Les comédiens du film favori pour la récompense suprême sont inconnus, et plusieurs sélectionnés étaient loin d'avoir une route toute tracée vers le tapis rouge: l'année 2009 aux Oscars pourrait être celle des outsiders.

Que Slumdog Millionaire soit bien parti pour rafler l'Oscar du meilleur film constitue la plus grosse surprise de la saison. Cette oeuvre tournée avec un budget de 15 millions de dollars, dix fois moins que son principal rival Benjamin Button, a failli ne pas sortir en salles.

Le studio Warner Independent Pictures, qui devait distribuer Slumdog aux États-Unis, a mis la clé sous la porte l'année dernière, et sa maison-mère Warner Bros. a pensé à un moment diffuser le film directement en DVD, avant de conclure un accord de distribution avec son rival Fox.

La suite appartient à l'histoire: le film de Danny Boyle a remporté tous les trophées de la saison et s'approche de la barre des 100 millions de dollars de recettes en Amérique du Nord. Boyle s'est dit persuadé que son film avait un destin, comme son héros.

«Ce qui s'est passé est très étrange», a confié le cinéaste britannique lors d'un récent entretien. «En Inde, où ils croient au destin comme l'un des ressorts de la vie, ils ont vu beaucoup d'analogies dont j'ai lentement pris conscience».

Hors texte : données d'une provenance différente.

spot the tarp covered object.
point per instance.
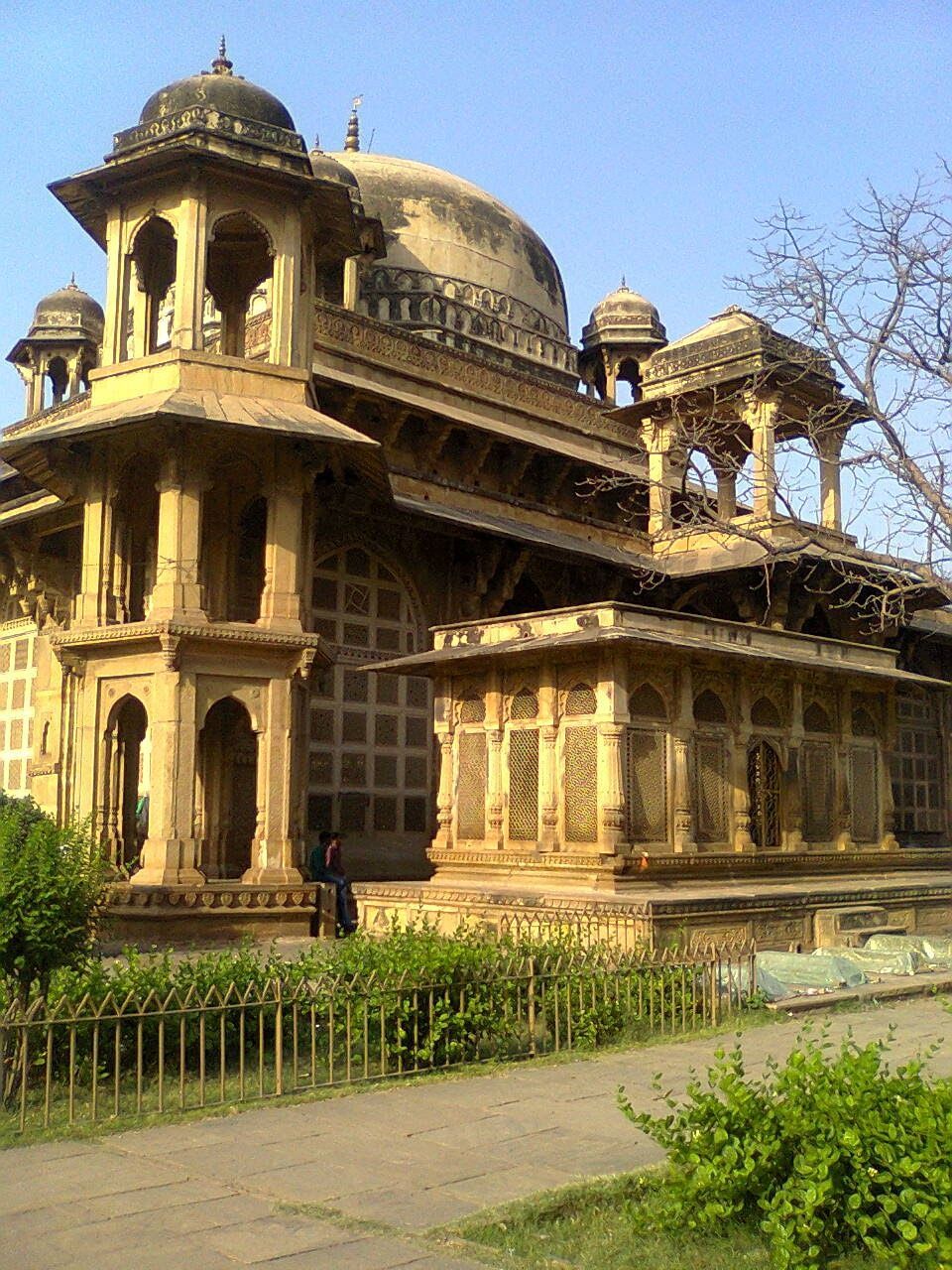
(879, 961)
(936, 951)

«Ce qui s'est passé pour ce film m'a rendu plus respectueux de leur croyance», a ajouté Danny Boyle, en se rappelant que «beaucoup de gens disaient : «Il y a écrit Oscar là-dessus». Très cyniquement, je me disais : «Vous n'y connaissez rien». Et maintenant, ils me disent que c'est moi qui n'y connaissais rien!»

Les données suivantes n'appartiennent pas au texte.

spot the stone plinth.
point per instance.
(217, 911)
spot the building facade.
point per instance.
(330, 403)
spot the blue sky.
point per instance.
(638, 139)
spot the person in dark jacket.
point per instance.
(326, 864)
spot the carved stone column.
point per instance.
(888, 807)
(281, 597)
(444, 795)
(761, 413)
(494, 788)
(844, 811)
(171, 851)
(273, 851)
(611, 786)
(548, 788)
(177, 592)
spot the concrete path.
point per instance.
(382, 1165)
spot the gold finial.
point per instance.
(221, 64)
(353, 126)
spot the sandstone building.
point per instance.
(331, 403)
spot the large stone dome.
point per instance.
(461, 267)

Si Danny Boyle et Slumdog Millionaire peuvent rêver d'une victoire dimanche, l'actrice Melissa Leo est simplement contente de participer.

Sélectionnée pourFrozen River, un film indépendant au budget minuscule, l'Américaine de 48 ans se retrouve en concurrence avec des superstars comme Meryl Streep, Kate Winslet, Angelina Jolie et Anne Hathaway.

Melissa Leo a reconnu que pendant le tournage du film consacré à des passeuses de clandestins sur les eaux gelées du Saint-Laurent, rien ne pouvait être plus éloigné de ses pensées que la perspective de fouler le tapis rouge devant des centaines de millions de téléspectateurs.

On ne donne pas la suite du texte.